Sometimes I wish I were just an ordinary audience member (not that I’m removed from that by anything other than conceit and a WordPress account), so I could look at Michael Mann’s PUBLIC ENEMIES and just say “Blah… what a tedious film.” For in many ways that would be the correct response, and such is the film’s deadening aspect that one does wonder if any critical analysis can produce anything worthwhile from this flat spectacle.

Johnny Depp is John Dillinger, celebrity bank robber, who says things like “You can either be a live coward or a dead hero,” and “I like baseball, fast cars, whisky and you,” which is nice.
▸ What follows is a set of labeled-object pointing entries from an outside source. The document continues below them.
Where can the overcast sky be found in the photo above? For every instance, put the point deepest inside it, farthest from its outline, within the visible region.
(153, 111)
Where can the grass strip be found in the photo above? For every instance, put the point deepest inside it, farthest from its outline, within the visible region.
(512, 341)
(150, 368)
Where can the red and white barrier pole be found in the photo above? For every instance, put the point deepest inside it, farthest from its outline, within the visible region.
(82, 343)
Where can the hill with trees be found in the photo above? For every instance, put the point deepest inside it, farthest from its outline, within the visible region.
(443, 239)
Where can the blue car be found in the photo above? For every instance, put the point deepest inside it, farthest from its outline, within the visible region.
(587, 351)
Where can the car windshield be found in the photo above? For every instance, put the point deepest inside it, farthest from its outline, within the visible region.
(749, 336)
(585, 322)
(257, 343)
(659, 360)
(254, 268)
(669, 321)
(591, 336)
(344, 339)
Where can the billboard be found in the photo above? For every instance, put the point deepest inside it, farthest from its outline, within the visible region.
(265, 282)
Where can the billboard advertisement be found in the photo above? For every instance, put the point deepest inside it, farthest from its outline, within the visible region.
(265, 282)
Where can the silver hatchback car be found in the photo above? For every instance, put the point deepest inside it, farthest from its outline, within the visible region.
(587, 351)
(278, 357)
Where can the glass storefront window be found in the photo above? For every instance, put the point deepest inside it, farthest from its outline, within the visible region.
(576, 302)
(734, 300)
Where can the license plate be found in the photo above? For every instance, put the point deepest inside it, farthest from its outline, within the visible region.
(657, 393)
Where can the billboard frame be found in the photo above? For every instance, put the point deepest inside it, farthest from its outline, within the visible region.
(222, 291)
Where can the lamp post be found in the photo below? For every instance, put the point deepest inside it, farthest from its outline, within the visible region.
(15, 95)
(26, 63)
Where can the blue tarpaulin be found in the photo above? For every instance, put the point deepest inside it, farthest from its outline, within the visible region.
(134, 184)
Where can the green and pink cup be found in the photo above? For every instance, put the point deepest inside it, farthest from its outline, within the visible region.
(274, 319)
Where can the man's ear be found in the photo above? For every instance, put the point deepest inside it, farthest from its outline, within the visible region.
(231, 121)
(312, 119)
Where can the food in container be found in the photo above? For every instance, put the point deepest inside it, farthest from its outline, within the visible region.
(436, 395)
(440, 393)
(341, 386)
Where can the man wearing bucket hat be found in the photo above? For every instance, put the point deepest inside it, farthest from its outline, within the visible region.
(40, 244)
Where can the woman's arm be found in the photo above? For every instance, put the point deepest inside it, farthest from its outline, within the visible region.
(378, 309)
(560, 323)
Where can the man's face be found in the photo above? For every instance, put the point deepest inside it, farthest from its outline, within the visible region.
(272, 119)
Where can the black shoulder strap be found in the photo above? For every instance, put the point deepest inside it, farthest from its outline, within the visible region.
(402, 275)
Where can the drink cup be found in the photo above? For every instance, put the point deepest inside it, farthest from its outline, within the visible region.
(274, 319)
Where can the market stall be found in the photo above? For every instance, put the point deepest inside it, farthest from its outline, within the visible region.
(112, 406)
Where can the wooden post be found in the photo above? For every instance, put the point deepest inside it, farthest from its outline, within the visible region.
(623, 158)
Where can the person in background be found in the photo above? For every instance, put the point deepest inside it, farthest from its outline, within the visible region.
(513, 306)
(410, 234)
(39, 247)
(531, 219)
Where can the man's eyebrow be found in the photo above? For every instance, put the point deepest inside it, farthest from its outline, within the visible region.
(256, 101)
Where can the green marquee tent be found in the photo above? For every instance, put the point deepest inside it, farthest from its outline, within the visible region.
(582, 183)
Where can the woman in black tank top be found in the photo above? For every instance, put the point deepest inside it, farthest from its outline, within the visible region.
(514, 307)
But Depp is somewhat muted, the way he was in THE NINTH GATE: an actor dedicated to flamboyance, he’s at sea in Mann’s world of low-talking hard men. And Mann is at sea with the showbiz side of Dillinger. He’s a stranger to gusto.

Here’s one problem: how is this film different from HEAT? If you like HEAT, I guess you won’t care, but for me, both films are long, unexciting films about low-affect thugs who talk a lot about how professional they are, and then act like idiots. In HEAT, DeNiro decides to kill a guy who’s threatening him with exposure, so he attacks the guy very publicly in a car park, using only blunt instruments, such as his fists and wits. One of those situations where I always think, “If a witness shows up and spoils things, I’ll be annoyed. And if a witness doesn’t show up and spoil things, I’ll STILL be annoyed.”

A witness shows up. DeNiro stops kicking the guy, acts innocent (he doesn’t quite rolls his eyes up and hang his mouth open like Harpo Marx looking innocent, but it’s similar) and when the witness (I think maybe a COP CAR) drives off, he gets set to resume the beating, but his prey has somehow crawled off and vanished. Even though he was right there.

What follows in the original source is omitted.